La fattura energetica 2017, cioè la spesa nazionale per l’approvvigionamento di energia dall’estero (il saldo tra import ed export), è stata stimata dall’Unione Petrolifera (UP) in rialzo rispetto al 2016 di circa 9,6 miliardi di euro.

Lo scorso anno era stata di 25,3 miliardi di €, un minimo storico. Quest’anno si stima ai intorno a 35 miliardi di euro (1,5% di Pil, ci tiene a precisare UP), sui livelli del 2015, quando si attestò a 34,9 miliardi di euro.

Nel 2015 si era peraltro registrato un forte calo, di quasi 10 mld di euro rispetto al 2014 (44,6 mld di €). In quel caso la diminuzione della fattura energetica nazionale fu legata all’andamento in forte ribasso delle quotazioni petrolifere, nonostante una crescita nel 2015 dei consumi totali di energia italiani pari al 3%. Nella tabella la spesa energetica nazionale fino al 2016.

Valutando i primi mesi del 2017, l’Unione Petrolifera ritiene che vi saranno aumenti importanti tanto da far salire la fattura energetica italiana, appunto, di una decina di miliardi.

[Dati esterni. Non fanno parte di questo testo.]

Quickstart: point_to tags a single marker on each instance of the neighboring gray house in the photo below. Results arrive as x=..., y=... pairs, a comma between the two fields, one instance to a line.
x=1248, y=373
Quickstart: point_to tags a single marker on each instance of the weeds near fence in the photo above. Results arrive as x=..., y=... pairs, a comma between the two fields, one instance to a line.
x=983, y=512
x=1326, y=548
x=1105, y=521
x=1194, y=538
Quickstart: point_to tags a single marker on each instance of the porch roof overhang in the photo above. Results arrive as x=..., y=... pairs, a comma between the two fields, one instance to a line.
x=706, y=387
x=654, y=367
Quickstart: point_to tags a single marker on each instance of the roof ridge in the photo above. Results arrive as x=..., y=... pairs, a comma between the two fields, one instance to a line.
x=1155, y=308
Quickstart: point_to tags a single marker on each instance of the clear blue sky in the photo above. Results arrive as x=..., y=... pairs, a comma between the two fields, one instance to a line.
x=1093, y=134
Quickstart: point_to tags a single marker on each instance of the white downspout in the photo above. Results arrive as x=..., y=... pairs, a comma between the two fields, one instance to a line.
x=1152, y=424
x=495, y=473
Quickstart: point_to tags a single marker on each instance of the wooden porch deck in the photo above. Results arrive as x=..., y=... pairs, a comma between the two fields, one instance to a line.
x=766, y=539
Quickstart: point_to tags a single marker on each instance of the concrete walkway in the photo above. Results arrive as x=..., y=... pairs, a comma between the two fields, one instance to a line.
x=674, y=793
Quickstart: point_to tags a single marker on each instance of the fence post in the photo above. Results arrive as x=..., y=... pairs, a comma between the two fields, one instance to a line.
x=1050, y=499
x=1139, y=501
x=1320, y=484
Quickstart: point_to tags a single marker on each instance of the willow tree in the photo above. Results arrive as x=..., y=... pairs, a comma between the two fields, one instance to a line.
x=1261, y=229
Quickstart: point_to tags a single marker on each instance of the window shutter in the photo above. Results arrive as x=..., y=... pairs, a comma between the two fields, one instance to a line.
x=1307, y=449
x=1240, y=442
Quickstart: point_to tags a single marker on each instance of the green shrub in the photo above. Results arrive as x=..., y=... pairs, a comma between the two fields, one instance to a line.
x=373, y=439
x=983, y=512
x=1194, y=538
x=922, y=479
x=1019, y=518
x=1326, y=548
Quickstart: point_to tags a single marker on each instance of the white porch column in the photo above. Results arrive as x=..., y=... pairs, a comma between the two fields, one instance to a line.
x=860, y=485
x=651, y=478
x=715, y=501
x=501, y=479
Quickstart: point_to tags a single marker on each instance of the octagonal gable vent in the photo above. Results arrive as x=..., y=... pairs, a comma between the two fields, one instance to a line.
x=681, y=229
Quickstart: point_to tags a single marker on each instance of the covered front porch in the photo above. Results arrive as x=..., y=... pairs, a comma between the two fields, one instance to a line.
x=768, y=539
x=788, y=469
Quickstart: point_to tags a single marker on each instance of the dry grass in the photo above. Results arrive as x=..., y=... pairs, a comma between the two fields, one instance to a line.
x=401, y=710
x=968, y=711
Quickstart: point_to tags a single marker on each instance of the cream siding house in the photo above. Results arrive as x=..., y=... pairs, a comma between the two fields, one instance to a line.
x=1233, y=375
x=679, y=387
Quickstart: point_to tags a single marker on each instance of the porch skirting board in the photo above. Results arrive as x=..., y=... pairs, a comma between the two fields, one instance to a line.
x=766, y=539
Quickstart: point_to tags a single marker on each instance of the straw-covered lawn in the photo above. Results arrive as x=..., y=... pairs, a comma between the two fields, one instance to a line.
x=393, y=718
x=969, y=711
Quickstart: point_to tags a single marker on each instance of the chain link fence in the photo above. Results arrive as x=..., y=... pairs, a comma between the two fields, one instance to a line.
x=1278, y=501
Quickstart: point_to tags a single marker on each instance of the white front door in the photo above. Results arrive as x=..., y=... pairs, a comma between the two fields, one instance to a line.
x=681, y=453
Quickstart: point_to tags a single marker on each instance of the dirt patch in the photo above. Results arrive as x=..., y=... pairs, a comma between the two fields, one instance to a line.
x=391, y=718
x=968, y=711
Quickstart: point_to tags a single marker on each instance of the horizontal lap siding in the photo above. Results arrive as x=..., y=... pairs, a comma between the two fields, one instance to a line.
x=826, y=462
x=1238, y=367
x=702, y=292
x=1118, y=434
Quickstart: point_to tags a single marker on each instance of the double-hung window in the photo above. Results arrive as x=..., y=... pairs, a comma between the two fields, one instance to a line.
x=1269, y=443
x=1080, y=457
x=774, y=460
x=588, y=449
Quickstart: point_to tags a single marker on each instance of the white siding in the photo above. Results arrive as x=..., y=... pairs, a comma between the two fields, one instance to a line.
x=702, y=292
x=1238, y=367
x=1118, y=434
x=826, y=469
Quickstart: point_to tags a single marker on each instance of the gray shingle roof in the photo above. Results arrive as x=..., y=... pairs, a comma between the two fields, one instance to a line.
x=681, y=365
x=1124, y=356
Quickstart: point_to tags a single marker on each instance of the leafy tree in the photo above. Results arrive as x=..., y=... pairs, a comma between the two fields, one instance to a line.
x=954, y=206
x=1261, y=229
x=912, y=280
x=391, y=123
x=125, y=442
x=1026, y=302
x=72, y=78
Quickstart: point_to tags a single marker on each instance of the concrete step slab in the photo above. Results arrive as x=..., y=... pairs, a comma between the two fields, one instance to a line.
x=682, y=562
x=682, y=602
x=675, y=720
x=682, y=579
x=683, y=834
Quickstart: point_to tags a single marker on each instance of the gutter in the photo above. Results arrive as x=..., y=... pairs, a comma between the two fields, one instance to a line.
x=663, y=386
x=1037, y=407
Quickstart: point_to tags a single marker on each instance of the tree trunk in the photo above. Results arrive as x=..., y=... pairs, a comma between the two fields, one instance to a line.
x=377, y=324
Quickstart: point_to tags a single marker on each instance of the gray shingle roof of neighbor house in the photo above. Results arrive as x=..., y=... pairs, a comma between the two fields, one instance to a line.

Per quanto riguarda la fattura petrolifera 2016 – cioè la spesa per l’acquisto del solo petrolio – si ricorda che è stata di poco superiore ai 12,5 miliardi di euro, circa 4 miliardi in meno rispetto al 2015, anche qui un minimo storico. Nel 2014 si era sui 25 miliardi di euro.

Così come per quella energetica per il 2017, UP stima una fattura petrolifera in ripresa sulla scia dell’aumento delle quotazioni internazionali delle diverse fonti: proiettando fino a fine anno la media dei valori del mese di giugno, l’aumento dovrebbe essere compreso al massimo fra i 3 e i 4 miliardi di euro, tornando così sui valori del 2015, anno in cui il nostro Paese spese per acquistare petrolio circa 16,2 miliardi di euro.